Community radios in Merapi have been so vital in emergency response and disaster preparedness that government officials, academics and activists are looking to establish a similar network of radios in other disaster-prone areas.
FILLING INFORMATION GAP
Located just 4km from the crater of Merapi and overlooking a deep scar on its south eastern slopes where lava often flows, Sidorejo village in Klaten Regency, Central Java, is under a constant threat of danger.
The government has installed sirens at various parts of the village to warn residents of potential eruptions.
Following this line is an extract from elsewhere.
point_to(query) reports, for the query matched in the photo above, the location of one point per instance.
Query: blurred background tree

“But the sirens would set off when it was not supposed to because it short circuited and so on. Conversely, the sirens would stay quiet during an eruption because of some technical issues,” local resident Sukiman Mohtar Pratomo told CNA.
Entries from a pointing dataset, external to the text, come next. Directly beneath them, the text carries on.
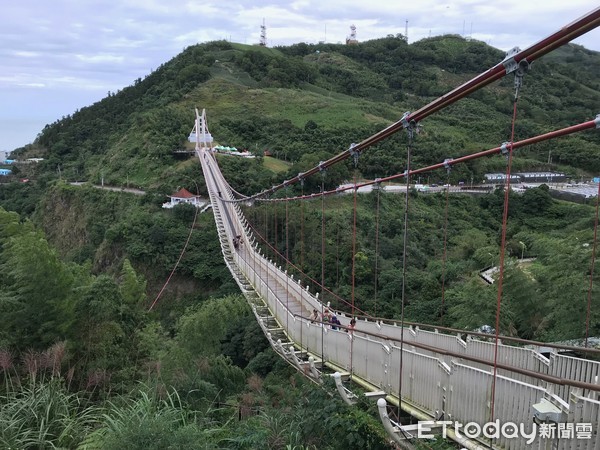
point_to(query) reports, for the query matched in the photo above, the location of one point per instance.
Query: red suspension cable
(590, 289)
(502, 252)
(444, 258)
(376, 249)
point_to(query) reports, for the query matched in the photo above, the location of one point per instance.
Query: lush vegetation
(85, 364)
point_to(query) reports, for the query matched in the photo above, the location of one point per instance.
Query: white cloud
(98, 45)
“It made us think: ‘There must be a way that we can communicate quickly and efficiently to many people all at once’. In 2002, we finally came up with an answer: ‘Why not radio?’”
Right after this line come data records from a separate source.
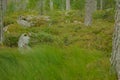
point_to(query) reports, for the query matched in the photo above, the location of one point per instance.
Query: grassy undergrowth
(54, 63)
(68, 51)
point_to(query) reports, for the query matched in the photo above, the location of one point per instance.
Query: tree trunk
(89, 12)
(51, 5)
(1, 20)
(101, 4)
(62, 5)
(115, 58)
(95, 5)
(67, 5)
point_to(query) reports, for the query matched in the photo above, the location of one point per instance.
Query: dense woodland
(59, 40)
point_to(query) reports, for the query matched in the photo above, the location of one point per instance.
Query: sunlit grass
(54, 63)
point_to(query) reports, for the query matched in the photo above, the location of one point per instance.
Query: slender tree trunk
(41, 7)
(1, 20)
(89, 12)
(51, 5)
(62, 4)
(95, 5)
(67, 5)
(101, 4)
(115, 58)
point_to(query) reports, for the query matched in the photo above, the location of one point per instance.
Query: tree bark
(1, 20)
(115, 58)
(67, 5)
(89, 12)
(101, 4)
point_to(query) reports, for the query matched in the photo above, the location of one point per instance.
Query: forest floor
(62, 50)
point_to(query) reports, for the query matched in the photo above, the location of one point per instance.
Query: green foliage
(54, 63)
(11, 40)
(107, 14)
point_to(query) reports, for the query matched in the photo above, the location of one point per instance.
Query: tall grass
(54, 63)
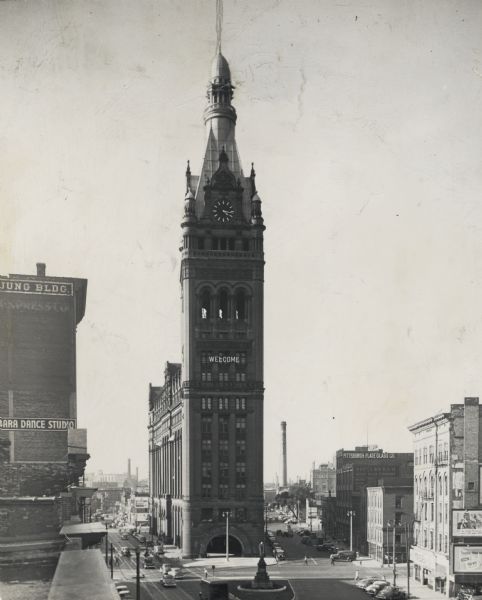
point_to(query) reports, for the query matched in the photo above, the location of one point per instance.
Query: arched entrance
(217, 545)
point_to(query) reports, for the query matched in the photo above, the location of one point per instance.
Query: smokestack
(284, 476)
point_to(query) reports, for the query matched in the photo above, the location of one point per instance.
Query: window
(206, 403)
(240, 448)
(206, 514)
(223, 304)
(241, 426)
(240, 403)
(205, 305)
(240, 305)
(223, 470)
(223, 450)
(240, 472)
(206, 425)
(223, 426)
(240, 491)
(206, 447)
(240, 515)
(223, 403)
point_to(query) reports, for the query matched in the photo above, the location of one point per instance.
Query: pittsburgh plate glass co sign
(11, 424)
(24, 286)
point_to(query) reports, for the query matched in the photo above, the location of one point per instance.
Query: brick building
(323, 480)
(448, 499)
(206, 420)
(355, 471)
(42, 452)
(389, 521)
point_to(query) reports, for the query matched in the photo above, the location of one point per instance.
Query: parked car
(345, 555)
(149, 562)
(391, 592)
(375, 587)
(365, 582)
(168, 581)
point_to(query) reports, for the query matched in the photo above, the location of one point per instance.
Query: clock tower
(222, 265)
The 52-year-old and several others then established Lintas Merapi FM. Lintas is the Indonesian word for cross.
People in Sidorejo were initially indifferent about the community radio but the 24-hour Lintas Merapi FM proved its worth when Merapi erupted four years later.
“We also evacuated and we broadcasted from an evacuation shelter. We provided evacuees with information on what is happening at the mountaintop. We were constantly relaying information from the BPPTKG,” Pratomo said, referring to the geological disaster agency.
“The radio can be heard 15km away, so people at numerous evacuation centres could listen to our broadcast. We would pass on information about volunteering opportunities, aid shortages and so on as well as provide entertainment for the evacuees and a way for them to express themselves.”
Seventy per cent of homes there still have radios, either plug-in or battery-powered, and people also tune in with the radio function on their mobile phones, Pratomo added.